The New York Times doubled-down today on articles about TED Fellows, running stories on Camille Seaman’s portraits of icebergs as well as on Skylar Tibbits’ toys that assemble themselves.
The photography blog Lens turned its eye on Seaman’s work, marveling out how she captures the personalities of icebergs and glaciers in her stunning images.
“They are like humans in that each one reacts to its environment and its circumstances in its own way,” says Seaman, who has given a TEDTalk and been interviewed on the TED blog. “I’ve come across icebergs that were very stalwart and just refused to dissolve or break up. And there were others — massive, massive icebergs — that were like ‘I can’t take it anymore’ and in front of my eyes would just dissolve into the sea. There’s so many unique personalities. There’s a sadness to them.”
So why icebergs?
Seaman explains to Lens that, as a girl, her grandfather — a member of the Shinnecock tribe — would take her into the forest and show her how to appreciate a tree as an individual. But it was chance that brought her to ice — she traveled to the Bering Straight after being bumped from an Alaska Airlines flight and getting a free ticket as a consolation. In Alaska, Seaman walked on an ice bridge. “I understood that I was on my planet, that I was made of its material, and that in the scheme of things I meant nothing,” she says of the experience.
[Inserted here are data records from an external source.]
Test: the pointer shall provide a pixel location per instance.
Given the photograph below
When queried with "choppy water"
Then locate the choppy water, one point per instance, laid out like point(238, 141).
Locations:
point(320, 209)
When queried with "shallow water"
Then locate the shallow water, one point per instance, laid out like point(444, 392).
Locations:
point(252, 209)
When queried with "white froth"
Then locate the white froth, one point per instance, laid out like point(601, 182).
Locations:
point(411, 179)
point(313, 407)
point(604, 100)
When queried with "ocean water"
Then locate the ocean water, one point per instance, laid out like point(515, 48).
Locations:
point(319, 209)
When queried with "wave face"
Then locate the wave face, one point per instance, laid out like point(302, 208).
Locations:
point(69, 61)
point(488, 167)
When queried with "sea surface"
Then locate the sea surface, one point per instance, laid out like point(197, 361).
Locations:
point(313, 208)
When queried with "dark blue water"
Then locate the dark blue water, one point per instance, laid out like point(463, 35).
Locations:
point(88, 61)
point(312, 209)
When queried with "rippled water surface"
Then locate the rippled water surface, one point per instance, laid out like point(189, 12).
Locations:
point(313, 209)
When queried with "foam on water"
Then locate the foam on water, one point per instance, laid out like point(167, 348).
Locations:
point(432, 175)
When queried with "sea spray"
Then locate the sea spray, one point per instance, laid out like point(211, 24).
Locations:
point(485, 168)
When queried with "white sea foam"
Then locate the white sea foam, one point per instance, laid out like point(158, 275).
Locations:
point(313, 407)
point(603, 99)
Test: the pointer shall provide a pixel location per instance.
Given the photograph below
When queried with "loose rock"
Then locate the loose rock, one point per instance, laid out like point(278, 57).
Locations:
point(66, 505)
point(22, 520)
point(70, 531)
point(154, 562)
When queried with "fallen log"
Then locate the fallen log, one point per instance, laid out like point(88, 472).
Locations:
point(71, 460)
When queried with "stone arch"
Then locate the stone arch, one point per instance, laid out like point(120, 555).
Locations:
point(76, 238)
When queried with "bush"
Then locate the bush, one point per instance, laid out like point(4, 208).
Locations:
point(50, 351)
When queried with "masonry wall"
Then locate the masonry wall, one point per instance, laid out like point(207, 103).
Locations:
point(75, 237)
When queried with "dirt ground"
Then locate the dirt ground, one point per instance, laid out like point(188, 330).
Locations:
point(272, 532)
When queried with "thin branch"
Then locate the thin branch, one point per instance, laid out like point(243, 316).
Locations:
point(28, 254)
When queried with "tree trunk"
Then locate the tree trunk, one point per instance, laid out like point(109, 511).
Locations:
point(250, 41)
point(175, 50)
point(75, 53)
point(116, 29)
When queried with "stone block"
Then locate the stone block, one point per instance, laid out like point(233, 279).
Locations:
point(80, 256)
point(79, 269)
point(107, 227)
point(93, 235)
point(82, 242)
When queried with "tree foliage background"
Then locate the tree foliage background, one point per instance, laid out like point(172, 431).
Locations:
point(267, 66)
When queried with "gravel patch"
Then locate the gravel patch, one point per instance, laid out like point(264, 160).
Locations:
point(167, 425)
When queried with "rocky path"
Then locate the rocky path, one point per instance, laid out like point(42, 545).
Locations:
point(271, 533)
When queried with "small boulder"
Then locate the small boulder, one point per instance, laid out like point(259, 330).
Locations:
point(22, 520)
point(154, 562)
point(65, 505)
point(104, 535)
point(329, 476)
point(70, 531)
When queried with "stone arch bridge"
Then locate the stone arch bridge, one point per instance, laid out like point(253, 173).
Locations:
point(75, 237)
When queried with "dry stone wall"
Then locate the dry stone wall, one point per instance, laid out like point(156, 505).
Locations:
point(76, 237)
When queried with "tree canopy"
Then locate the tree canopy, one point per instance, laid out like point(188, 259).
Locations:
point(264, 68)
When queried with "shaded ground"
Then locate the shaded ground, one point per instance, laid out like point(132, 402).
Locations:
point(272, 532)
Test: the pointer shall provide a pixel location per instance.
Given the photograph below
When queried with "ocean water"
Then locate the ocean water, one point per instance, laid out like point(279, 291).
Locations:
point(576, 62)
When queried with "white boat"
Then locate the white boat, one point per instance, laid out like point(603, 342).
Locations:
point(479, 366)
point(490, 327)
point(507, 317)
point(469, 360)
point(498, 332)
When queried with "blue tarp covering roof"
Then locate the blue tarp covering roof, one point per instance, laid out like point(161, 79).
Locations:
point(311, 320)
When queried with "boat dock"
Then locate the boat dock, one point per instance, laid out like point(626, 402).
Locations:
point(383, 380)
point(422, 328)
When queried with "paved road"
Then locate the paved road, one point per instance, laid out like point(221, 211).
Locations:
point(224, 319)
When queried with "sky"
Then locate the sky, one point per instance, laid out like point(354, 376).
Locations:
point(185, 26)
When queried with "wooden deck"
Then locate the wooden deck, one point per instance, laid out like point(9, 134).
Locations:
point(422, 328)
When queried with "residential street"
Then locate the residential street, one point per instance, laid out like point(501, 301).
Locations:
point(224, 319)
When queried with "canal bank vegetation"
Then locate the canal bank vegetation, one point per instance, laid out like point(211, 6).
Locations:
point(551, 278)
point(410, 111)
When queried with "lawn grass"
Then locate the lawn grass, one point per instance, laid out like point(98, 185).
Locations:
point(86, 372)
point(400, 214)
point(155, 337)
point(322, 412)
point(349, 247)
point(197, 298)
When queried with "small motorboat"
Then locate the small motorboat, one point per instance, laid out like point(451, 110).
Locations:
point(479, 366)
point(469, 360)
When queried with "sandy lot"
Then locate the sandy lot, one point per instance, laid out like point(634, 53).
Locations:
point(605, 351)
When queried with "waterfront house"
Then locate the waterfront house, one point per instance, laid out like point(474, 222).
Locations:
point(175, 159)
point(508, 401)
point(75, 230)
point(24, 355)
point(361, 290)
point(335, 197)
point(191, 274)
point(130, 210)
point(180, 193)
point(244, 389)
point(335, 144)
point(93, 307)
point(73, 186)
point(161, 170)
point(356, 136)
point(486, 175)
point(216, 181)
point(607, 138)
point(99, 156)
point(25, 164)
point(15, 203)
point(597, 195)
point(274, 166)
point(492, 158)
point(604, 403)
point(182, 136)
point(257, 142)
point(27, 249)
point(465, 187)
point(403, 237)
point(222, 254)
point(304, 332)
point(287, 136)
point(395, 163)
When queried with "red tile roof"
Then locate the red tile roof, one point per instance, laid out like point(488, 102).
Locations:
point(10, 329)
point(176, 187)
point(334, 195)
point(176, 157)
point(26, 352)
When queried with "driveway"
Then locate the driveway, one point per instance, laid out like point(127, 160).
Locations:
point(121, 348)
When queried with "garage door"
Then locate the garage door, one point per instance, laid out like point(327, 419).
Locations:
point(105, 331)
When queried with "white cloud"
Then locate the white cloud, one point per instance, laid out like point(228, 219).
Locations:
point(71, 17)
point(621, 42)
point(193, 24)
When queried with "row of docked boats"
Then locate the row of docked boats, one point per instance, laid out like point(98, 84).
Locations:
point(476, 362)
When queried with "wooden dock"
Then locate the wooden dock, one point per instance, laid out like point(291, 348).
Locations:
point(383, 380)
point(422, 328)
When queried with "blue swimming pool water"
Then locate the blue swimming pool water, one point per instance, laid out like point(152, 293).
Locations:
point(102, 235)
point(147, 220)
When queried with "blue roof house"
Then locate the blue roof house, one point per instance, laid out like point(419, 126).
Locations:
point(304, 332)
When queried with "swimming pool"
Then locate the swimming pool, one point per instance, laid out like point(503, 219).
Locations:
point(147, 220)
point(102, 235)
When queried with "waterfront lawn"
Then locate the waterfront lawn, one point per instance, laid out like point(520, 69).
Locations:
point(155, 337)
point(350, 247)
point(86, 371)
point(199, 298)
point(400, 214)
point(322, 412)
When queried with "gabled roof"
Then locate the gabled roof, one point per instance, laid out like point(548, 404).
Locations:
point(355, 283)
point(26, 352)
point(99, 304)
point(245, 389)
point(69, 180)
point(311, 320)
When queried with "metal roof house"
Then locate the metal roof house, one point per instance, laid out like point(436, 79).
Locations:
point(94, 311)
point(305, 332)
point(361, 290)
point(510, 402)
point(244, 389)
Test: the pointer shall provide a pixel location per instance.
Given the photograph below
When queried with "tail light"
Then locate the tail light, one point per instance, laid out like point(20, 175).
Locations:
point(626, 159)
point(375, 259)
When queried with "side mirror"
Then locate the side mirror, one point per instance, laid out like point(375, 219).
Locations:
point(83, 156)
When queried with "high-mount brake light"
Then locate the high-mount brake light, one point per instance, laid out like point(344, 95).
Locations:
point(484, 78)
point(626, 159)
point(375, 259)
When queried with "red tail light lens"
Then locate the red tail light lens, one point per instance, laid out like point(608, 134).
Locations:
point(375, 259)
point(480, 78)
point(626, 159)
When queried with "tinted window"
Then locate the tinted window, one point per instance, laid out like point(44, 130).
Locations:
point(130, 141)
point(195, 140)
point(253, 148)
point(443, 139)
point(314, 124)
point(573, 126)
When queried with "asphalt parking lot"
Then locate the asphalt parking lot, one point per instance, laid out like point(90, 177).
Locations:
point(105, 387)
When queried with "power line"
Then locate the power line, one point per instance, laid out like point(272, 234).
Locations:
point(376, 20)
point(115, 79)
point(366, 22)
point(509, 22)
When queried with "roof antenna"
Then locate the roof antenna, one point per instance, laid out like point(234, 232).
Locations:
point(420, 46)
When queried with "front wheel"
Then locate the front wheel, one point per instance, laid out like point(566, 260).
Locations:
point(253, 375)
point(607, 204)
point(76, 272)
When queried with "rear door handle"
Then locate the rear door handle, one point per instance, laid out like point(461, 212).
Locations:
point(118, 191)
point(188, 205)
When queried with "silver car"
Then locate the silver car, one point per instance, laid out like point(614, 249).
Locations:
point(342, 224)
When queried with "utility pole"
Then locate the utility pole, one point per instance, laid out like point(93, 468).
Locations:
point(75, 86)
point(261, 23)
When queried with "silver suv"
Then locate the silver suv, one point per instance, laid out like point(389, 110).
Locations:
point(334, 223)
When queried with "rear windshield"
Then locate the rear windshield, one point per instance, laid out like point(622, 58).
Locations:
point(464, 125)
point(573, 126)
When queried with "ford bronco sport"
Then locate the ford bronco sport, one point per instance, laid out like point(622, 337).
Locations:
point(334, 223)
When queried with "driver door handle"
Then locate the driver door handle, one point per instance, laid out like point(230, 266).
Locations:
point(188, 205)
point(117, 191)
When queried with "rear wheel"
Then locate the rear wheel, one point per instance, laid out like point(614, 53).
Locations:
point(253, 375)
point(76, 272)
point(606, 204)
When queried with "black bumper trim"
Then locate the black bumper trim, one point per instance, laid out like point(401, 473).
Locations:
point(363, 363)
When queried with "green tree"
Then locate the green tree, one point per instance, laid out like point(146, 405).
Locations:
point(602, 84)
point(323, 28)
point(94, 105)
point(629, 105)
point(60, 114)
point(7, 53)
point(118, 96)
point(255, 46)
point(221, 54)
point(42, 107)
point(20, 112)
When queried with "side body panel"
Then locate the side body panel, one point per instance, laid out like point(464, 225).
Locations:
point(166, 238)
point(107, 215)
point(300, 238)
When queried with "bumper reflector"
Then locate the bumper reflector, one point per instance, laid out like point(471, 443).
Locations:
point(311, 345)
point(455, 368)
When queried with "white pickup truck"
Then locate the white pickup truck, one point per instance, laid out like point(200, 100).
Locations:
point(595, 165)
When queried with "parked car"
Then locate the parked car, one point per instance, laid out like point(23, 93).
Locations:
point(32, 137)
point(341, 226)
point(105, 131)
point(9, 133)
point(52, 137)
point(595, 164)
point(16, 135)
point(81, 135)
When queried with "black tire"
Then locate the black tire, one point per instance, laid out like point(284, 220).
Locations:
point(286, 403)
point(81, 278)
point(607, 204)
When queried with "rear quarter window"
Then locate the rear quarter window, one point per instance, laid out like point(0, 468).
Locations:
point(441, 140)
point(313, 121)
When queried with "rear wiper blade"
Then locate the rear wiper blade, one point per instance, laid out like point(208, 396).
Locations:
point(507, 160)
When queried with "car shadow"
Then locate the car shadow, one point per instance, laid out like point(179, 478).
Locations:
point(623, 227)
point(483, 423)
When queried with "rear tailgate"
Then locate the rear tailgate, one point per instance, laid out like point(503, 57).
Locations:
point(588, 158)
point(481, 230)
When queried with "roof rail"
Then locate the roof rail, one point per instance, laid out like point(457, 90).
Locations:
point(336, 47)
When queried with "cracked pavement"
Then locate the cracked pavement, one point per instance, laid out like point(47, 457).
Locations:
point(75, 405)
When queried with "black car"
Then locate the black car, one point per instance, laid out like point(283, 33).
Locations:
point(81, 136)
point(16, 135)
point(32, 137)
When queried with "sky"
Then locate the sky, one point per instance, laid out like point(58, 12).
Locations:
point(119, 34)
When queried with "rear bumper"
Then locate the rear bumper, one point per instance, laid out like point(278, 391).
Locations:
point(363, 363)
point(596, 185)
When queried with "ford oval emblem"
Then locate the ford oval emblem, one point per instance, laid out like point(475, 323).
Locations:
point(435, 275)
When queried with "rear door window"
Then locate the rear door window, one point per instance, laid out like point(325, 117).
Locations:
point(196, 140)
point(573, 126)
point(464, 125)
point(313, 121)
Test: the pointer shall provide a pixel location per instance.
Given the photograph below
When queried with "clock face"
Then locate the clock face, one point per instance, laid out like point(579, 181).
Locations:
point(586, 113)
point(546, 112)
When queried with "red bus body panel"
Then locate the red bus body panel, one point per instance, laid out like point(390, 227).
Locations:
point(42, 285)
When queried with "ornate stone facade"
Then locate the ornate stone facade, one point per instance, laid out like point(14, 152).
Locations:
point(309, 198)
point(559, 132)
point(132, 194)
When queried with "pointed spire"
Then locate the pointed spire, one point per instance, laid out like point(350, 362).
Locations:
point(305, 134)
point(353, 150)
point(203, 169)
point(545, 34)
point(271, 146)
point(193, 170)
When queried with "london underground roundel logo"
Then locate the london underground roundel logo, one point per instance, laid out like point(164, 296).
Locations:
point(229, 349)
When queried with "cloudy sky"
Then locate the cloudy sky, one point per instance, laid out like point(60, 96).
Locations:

Meanwhile, the technology blog Bits found its way to MIT architecture researcher Tibbits, who has given a TEDTalk explaining his belief that, in the future, buildings will be self-assembling, self-replicating and self-repairing — just like a strand of DNA. But before he tackles skylines, Tibbits is demonstrating his concepts on a smaller scale — with toys inspired by the self-assembling seen in microbiology.
The Times describes a toy that Tibbits showed at TEDGlobal2012. The toy begins as a set of colored rocks in a flask. But as the flask is shaken, thanks to magnets, the pieces slowly assemble themselves into a pod. Tibbits is also bringing self-assembly to furniture, creating a stool that assembles itself when tumbled in a spinner.
So why is self-assembly so important?
“Construction at human scale is brute force,” Tibbits tells the Times. ”In extreme environments, we don’t know how to build things.”